Il decreto ha poi inciso sulle modalità di implementazione del fascicolo, stabilendo che essa non sia più subordinata al consenso libero ed informato dell’assistito, ma diventi automatica. In altri termini, una volta che il cittadino abbia attivato il FSE con le modalità previste dalla Regione di assistenza, i dati delle prestazioni sanitarie da questi fruite confluiranno d’ufficio nella raccolta digitale. La modifica mira a dare continuità e completezza al database sanitario e non incide in alcun modo sulla tutela della privacy: rimane invariata, infatti, la necessità del consenso alla consultazione del fascicolo da parte del personale medico-sanitario (tranne alcune limitate eccezioni, legate a situazioni emergenziali -es. rischio di vita-, che legittimano l’accesso ai dati, senza che occorra una manifestazione di volontà dell’assistito).
Il meccanismo di implementazione automatica non si estende ai dati relativi alle prestazioni sanitarie antecedenti alla data di pubblicazione del decreto Rilancio (maggio 2020). Con nota del 15 dicembre 2020 , il Garante per la protezione dei dati personali ha precisato che la loro immissione nel fascicolo è subordinata all’esperimento di una campagna informativa nazionale e all’invio di una specifica comunicazione ai cittadini da parte della Regione di assistenza, al fine di consentire la loro eventuale opposizione.
Invero, già con il parere n. 55/2019, il Garante aveva suggerito una “rimeditazione normativa” del meccanismo d’implementazione del FSE alla luce del nuovo quadro giuridico europeo, non più improntato alla centralità del consenso quale base giuridica principale per il trattamento dei dati personali: segnando un significativo cambio di rotta rispetto alla Direttiva 95/46/CE, il GDPR (General Data Protection Regulation) prevede diverse ipotesi al ricorrere delle quali il trattamento dei dati personali, ordinari e sensibili, è legittimo a prescindere dal consenso dell’interessato. Nello specifico, in deroga al divieto generale, il Regolamento ammette il trattamento di “particolari categorie di dati”, inclusi quelli relativi allo stato di salute, qualora risulti indispensabile per “finalità di diagnosi, assistenza o terapia sanitaria” o per “motivi di interesse pubblico rilevante”.

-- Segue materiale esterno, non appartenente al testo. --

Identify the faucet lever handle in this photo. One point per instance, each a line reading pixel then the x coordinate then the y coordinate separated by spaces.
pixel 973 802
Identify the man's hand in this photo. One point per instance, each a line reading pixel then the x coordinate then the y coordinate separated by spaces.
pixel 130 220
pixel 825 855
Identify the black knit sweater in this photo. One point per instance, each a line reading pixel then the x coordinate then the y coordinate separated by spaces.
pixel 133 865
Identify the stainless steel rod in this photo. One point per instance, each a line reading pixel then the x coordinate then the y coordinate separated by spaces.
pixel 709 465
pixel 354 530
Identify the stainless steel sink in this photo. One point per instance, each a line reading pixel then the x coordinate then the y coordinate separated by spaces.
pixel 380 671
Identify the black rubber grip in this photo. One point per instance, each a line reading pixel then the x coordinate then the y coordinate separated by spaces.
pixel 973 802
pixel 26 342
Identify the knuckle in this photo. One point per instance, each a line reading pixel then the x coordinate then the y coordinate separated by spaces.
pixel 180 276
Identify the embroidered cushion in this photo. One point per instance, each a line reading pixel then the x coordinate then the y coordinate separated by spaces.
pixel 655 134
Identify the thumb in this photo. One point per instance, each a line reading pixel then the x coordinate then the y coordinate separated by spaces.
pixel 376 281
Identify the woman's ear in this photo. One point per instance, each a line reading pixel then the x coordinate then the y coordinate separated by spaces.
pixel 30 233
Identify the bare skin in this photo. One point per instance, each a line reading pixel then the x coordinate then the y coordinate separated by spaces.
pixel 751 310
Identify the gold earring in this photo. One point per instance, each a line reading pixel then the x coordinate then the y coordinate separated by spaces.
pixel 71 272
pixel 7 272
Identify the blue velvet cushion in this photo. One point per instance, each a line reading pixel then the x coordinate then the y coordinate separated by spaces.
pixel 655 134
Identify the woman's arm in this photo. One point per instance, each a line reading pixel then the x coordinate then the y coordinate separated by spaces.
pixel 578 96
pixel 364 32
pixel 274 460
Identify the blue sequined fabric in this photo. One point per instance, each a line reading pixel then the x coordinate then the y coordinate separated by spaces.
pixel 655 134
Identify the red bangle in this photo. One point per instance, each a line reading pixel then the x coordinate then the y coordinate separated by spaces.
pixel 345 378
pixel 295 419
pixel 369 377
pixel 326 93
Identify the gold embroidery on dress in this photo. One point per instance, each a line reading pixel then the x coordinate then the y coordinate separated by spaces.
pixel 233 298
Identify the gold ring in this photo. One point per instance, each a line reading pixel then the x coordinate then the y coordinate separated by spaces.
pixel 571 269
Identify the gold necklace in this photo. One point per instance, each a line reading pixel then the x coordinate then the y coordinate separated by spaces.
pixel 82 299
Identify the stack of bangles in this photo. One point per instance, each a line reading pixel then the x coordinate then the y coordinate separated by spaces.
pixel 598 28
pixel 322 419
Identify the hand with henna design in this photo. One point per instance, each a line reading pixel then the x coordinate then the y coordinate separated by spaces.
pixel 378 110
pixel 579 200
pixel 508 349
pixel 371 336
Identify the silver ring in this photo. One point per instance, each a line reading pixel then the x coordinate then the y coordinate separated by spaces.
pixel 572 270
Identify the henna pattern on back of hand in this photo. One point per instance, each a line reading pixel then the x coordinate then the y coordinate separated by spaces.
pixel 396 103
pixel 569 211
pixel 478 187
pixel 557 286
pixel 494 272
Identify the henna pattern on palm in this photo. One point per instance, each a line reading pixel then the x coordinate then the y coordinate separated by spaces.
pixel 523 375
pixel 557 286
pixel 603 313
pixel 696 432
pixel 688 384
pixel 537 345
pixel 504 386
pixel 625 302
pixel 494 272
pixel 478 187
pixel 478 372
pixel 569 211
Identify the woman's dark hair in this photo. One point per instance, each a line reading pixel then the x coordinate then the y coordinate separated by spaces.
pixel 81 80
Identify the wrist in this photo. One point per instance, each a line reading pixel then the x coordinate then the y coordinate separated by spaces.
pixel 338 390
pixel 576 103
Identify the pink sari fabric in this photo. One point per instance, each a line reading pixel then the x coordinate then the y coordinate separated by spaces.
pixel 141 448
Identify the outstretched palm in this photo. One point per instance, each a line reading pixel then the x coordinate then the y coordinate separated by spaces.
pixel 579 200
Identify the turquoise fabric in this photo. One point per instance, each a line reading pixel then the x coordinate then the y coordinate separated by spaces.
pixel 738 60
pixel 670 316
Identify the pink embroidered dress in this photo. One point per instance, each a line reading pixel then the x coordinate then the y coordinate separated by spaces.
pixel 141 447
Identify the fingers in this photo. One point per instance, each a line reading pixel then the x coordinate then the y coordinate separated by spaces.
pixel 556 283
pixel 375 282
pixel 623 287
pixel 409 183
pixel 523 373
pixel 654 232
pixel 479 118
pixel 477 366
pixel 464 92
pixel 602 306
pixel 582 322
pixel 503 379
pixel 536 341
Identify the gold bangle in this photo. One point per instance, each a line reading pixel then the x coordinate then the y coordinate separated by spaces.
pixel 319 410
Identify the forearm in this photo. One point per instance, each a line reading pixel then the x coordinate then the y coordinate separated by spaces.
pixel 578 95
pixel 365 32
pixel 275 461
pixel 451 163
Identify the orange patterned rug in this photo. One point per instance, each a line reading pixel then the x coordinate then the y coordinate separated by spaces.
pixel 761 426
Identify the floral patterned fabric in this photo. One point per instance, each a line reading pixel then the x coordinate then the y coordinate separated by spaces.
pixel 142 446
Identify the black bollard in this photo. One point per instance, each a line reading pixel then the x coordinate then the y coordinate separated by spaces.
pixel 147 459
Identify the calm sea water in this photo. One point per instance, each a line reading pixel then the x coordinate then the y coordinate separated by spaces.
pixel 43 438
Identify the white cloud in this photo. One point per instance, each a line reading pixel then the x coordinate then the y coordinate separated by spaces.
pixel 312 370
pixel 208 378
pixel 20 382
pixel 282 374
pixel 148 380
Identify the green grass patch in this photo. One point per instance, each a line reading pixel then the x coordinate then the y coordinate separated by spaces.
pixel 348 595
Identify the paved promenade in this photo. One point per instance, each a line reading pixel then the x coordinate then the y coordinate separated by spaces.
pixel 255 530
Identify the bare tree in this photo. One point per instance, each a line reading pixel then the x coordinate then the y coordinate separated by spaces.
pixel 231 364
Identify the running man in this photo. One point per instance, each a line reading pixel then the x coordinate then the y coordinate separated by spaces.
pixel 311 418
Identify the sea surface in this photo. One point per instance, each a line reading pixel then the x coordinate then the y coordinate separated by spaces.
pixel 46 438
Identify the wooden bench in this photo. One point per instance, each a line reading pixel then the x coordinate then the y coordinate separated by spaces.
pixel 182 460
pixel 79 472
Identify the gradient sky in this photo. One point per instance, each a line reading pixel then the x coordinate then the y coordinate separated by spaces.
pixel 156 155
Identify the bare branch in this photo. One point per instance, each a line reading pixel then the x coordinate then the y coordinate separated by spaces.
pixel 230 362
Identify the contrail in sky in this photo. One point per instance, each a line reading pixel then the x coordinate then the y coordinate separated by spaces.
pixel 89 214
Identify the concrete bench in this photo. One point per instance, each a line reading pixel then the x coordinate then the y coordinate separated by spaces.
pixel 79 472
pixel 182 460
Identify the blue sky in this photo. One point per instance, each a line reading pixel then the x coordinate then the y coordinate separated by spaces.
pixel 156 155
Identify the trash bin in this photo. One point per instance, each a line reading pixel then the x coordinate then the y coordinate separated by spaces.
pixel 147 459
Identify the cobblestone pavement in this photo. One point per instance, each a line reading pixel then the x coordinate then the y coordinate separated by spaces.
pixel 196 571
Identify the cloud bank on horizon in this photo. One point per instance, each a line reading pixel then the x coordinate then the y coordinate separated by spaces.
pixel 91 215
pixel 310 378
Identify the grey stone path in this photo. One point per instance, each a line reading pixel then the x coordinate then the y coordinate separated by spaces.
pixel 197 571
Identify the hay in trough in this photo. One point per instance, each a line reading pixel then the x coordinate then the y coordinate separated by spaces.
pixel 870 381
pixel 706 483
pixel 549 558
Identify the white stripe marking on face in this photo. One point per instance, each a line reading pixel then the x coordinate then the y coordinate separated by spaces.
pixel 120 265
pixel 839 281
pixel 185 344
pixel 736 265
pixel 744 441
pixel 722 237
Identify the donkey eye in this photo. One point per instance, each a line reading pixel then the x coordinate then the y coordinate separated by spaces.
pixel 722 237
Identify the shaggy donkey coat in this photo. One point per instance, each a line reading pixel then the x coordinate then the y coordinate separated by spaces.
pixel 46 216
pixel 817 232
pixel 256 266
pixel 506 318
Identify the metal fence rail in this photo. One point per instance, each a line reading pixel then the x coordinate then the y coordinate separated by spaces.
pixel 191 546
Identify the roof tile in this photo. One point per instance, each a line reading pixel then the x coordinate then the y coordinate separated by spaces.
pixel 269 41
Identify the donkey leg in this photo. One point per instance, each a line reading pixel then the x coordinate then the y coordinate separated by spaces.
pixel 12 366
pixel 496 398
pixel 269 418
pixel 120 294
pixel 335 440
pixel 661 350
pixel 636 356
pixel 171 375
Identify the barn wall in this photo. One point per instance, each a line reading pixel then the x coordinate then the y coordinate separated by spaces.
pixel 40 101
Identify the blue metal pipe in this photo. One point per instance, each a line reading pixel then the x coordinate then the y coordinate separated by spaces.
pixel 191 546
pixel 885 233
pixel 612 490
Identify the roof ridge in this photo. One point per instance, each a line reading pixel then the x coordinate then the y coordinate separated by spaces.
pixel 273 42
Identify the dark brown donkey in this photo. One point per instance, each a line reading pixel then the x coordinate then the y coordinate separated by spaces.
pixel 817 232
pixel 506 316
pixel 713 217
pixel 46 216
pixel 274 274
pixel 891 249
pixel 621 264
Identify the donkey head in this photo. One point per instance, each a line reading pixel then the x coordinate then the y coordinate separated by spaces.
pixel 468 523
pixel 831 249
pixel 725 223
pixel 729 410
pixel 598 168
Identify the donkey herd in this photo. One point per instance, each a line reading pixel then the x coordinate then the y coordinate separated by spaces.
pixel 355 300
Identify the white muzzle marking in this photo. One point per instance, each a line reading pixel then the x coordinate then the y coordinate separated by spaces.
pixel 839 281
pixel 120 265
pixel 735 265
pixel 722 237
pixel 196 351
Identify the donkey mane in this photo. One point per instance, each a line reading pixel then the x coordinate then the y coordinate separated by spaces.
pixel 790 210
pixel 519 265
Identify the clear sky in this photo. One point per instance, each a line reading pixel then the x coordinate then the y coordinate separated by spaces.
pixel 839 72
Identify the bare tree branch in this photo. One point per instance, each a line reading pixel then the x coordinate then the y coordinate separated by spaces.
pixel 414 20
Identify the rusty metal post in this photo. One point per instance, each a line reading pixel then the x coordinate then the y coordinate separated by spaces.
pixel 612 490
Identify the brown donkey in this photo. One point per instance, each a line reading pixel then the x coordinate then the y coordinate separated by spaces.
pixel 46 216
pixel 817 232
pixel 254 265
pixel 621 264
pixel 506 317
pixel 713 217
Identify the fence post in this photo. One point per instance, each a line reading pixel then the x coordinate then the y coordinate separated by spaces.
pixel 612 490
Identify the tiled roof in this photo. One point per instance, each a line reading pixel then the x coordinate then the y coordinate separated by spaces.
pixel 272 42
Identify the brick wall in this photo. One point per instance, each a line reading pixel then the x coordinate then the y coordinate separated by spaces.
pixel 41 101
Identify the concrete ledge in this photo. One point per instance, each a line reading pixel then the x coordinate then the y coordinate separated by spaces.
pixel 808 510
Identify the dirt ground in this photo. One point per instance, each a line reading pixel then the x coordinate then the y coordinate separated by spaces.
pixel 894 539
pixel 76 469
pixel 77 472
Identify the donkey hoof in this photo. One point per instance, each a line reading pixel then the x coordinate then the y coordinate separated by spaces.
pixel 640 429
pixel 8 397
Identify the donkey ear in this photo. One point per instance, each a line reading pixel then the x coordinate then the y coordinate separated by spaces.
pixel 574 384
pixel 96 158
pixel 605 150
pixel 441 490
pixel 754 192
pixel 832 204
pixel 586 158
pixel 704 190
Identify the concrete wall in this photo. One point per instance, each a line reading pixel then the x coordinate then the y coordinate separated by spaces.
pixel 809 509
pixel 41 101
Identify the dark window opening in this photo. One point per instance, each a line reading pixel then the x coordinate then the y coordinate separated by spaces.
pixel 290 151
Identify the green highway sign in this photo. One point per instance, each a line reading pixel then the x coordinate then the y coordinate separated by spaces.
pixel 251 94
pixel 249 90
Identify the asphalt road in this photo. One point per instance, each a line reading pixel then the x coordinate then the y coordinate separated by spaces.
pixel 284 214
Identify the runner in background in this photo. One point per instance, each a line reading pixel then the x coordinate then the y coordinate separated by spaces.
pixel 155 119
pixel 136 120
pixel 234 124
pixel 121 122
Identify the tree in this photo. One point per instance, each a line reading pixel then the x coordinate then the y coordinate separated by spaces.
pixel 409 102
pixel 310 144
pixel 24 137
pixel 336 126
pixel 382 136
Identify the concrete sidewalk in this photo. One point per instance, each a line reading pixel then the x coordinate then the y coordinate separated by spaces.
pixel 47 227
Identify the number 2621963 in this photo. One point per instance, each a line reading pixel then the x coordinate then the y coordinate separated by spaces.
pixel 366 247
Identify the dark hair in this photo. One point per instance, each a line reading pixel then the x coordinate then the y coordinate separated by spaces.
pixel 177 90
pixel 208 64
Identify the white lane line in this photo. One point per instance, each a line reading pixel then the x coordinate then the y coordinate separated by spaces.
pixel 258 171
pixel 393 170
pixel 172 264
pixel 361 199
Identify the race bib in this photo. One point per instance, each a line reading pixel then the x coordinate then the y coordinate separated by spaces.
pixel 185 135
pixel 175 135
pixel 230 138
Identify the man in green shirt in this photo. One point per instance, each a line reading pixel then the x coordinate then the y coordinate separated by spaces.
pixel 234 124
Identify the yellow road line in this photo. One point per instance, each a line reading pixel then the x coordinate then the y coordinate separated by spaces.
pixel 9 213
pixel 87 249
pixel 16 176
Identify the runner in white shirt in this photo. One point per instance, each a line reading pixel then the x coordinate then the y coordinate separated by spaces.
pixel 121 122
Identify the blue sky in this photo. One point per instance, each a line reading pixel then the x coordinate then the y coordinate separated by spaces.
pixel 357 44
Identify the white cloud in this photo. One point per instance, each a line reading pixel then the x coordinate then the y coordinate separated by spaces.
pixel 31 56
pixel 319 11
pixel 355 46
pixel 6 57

La deroga al divieto di trattamento dei dati sanitari per motivi di interesse pubblico si rinviene anche nel corpus normativo del FSE: il decreto Crescita 2.0 dispone il libero accesso da parte degli organi di governo ai dati (purché pseudonimizzati, cioè privati degli elementi identificativi) contenuti nel Fascicolo sanitario elettronico per finalità di ricerca scientifica e di programmazione sanitaria, nel rispetto dei principi di proporzionalità, necessità e indispensabilità.
In questo senso, la disciplina del FSE costituisce un’applicazione emblematica del delicato contemperamento tra il principio della libera circolazione dei dati, funzionale alla tutela della salute pubblica e alle esigenze di efficienza amministrativa, e il diritto alla riservatezza, posto a presidio della dignità dell’individuo. La dimensione collettiva del diritto alla salute ex art. 32 Cost. spinge la disciplina relativa al trattamento dei dati sensibili, da sempre oggetto di una speciale “blindatura giuridica”, verso quelle aperture solidaristiche che, specie in epoca pandemica, sono apparse indispensabili.